Polri dan Dewan Pers Menguatkan Perlindungan Terhadap Produk Jurnalistik
Font: Ukuran: - +
Reporter : Biyu
Ilustrasi produk jurnalistik tidak dapat di pidana. Foto: net
DIALEKSIS.COM | Dialektika - Dalam menghadapi dinamika pemberitaan di era digital, Wakil Kepala Kepolisian Republik Indonesia (Wakapolri), Komjen Pol Agus Andrianto, menekankan pentingnya menghargai produk jurnalistik yang dihasilkan melalui proses yang sah dalam jurnalisme, yang dilakukan oleh perusahaan pers yang legal. Beliau menyatakan bahwa produk-produk tersebut tidak dapat dipidanakan, sesuai dengan pernyataan yang dikutip dari sumber terpercaya.
Menurut Komjen Pol Agus Andrianto, produk jurnalistik yang dihasilkan juga tidak dapat disangkutkan dengan ketentuan Undang-Undang Nomor 11 Tahun 2018 tentang Informasi dan Transaksi Elektronik (ITE). Beliau menegaskan bahwa kesepakatan antara Polri dengan Dewan Pers, yang diperbarui, wajib dipatuhi oleh kepolisian.
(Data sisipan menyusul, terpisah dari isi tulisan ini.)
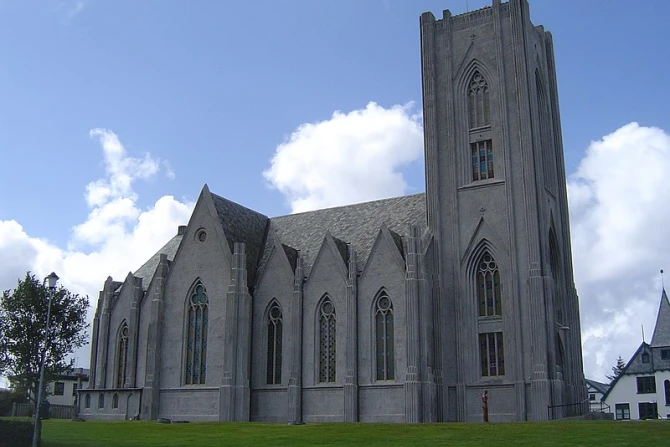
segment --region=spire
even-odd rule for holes
[[[652,348],[670,346],[670,301],[668,301],[668,295],[665,293],[665,287],[663,293],[661,293],[661,304],[658,307],[656,326],[650,346]]]

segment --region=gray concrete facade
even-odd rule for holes
[[[524,421],[586,399],[551,35],[526,0],[420,29],[426,193],[268,218],[205,185],[105,282],[82,417],[481,421],[488,390],[491,421]]]

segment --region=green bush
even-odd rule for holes
[[[0,419],[0,447],[30,447],[32,441],[32,422]]]

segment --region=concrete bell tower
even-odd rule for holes
[[[552,37],[527,0],[421,16],[440,419],[576,413],[586,397]]]

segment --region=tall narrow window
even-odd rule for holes
[[[116,387],[123,388],[126,383],[126,364],[128,363],[128,325],[123,322],[119,330],[116,357]]]
[[[112,396],[112,408],[119,408],[119,395],[116,393]]]
[[[468,118],[472,181],[495,177],[491,139],[491,100],[484,76],[475,71],[468,84]]]
[[[665,387],[665,405],[668,406],[670,405],[670,380],[666,380],[663,386]]]
[[[491,100],[489,86],[484,76],[475,71],[468,86],[468,115],[470,129],[491,125]]]
[[[319,382],[335,382],[335,307],[326,297],[319,307]]]
[[[393,380],[393,303],[386,292],[379,295],[375,308],[377,380]]]
[[[480,317],[502,315],[500,271],[488,251],[477,265],[477,299]]]
[[[282,347],[282,312],[275,301],[268,312],[268,365],[267,383],[281,383],[281,347]]]
[[[554,309],[556,322],[563,324],[563,284],[560,276],[560,258],[558,255],[558,244],[556,243],[556,235],[552,229],[549,232],[549,263],[551,268],[551,278],[554,283]]]
[[[189,298],[186,345],[186,384],[205,383],[207,364],[207,291],[202,284],[193,289]]]
[[[479,334],[479,356],[482,376],[505,375],[505,350],[502,332]]]

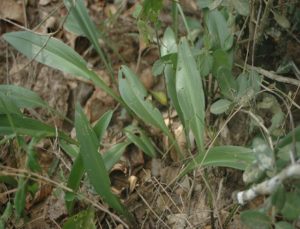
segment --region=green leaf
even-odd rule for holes
[[[129,142],[121,142],[113,145],[108,151],[103,155],[103,161],[107,171],[110,171],[111,168],[120,160],[123,155],[126,147],[129,145]]]
[[[152,74],[153,76],[159,76],[163,73],[165,67],[165,63],[162,59],[158,59],[154,62],[152,66]]]
[[[170,98],[172,106],[175,108],[182,124],[185,125],[183,113],[180,108],[177,93],[176,93],[176,72],[173,70],[172,66],[168,64],[165,67],[164,73],[165,73],[168,97]]]
[[[178,47],[176,93],[185,124],[195,136],[199,152],[204,150],[205,100],[202,81],[187,40]]]
[[[16,209],[16,215],[20,218],[23,215],[27,193],[27,180],[20,178],[18,181],[18,189],[14,199],[14,207]]]
[[[204,19],[209,35],[213,40],[214,47],[221,48],[224,51],[228,50],[225,41],[230,36],[230,31],[223,14],[216,9],[209,10],[205,12]]]
[[[76,158],[79,154],[79,148],[76,145],[68,144],[65,141],[59,141],[59,146],[71,157]]]
[[[63,229],[96,229],[94,218],[95,212],[93,209],[81,211],[78,214],[69,217],[64,223]]]
[[[97,121],[97,123],[95,124],[95,126],[93,127],[93,130],[95,131],[98,140],[101,142],[105,131],[111,121],[112,115],[113,115],[113,111],[109,110],[107,112],[105,112],[101,118]]]
[[[287,220],[296,220],[300,216],[300,195],[297,192],[286,193],[286,201],[283,209],[281,210],[282,215]]]
[[[108,172],[103,158],[98,153],[99,141],[97,135],[78,104],[75,111],[75,129],[80,143],[80,156],[83,159],[84,168],[91,185],[110,207],[131,221],[131,214],[111,192]]]
[[[10,114],[9,116],[0,114],[0,136],[17,134],[32,137],[56,137],[74,143],[74,140],[61,131],[48,126],[38,120],[26,118],[24,116]]]
[[[241,212],[241,220],[249,229],[270,229],[271,219],[265,213],[247,210]]]
[[[24,87],[2,84],[0,85],[0,91],[5,94],[6,98],[14,101],[18,108],[47,107],[47,103],[38,94]]]
[[[295,141],[300,141],[300,125],[297,126],[294,130],[288,133],[277,145],[277,148],[282,148],[293,142],[293,135],[295,135]]]
[[[160,46],[160,53],[162,57],[167,54],[177,53],[176,36],[170,27],[168,27],[164,32]]]
[[[210,149],[205,157],[198,154],[187,165],[181,176],[196,169],[199,166],[219,166],[245,170],[255,159],[253,152],[249,148],[241,146],[216,146]]]
[[[161,113],[146,100],[148,95],[146,89],[138,77],[126,66],[122,66],[119,71],[119,91],[127,106],[140,119],[170,135]]]
[[[16,103],[1,91],[0,91],[0,114],[21,115],[20,109],[18,108]]]
[[[233,100],[237,93],[237,83],[231,74],[231,70],[227,67],[220,67],[216,78],[222,95]]]
[[[229,109],[231,104],[232,102],[227,99],[219,99],[211,105],[210,112],[215,115],[222,114]]]
[[[157,22],[158,15],[162,7],[163,7],[162,0],[145,0],[143,1],[143,10],[141,12],[141,17],[144,20]]]
[[[207,76],[213,67],[214,58],[208,51],[202,52],[199,57],[199,68],[202,77]]]
[[[284,29],[288,29],[291,27],[291,23],[284,15],[278,14],[274,11],[272,11],[272,12],[274,15],[274,19],[278,23],[278,25],[280,25]]]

Imran Joni, Penanggung Jawab Harian dari Rakyat Aceh dan sebelumnya Ketua Serikat Perusahaan Pers (SPS) Aceh, menjelaskan bahwa Persatuan Wartawan Indonesia bersama Polri telah menjalin kerja sama sejak tahun 2016 untuk menyelesaikan sengketa antara pers dan publik. Menurutnya, media memiliki kewajiban untuk melakukan klarifikasi atau memberikan hak jawab kepada pihak yang terkait, dan masyarakat dapat melaporkan keluhan mereka kepada Dewan Pers.
Imran menekankan pentingnya keseimbangan dalam pemberitaan, atau yang dikenal dengan istilah "cover both sides", untuk mencegah media dari tindakan hukum yang berkaitan dengan pencemaran nama baik atau perbuatan tidak menyenangkan, sesuai dengan hukum yang berlaku.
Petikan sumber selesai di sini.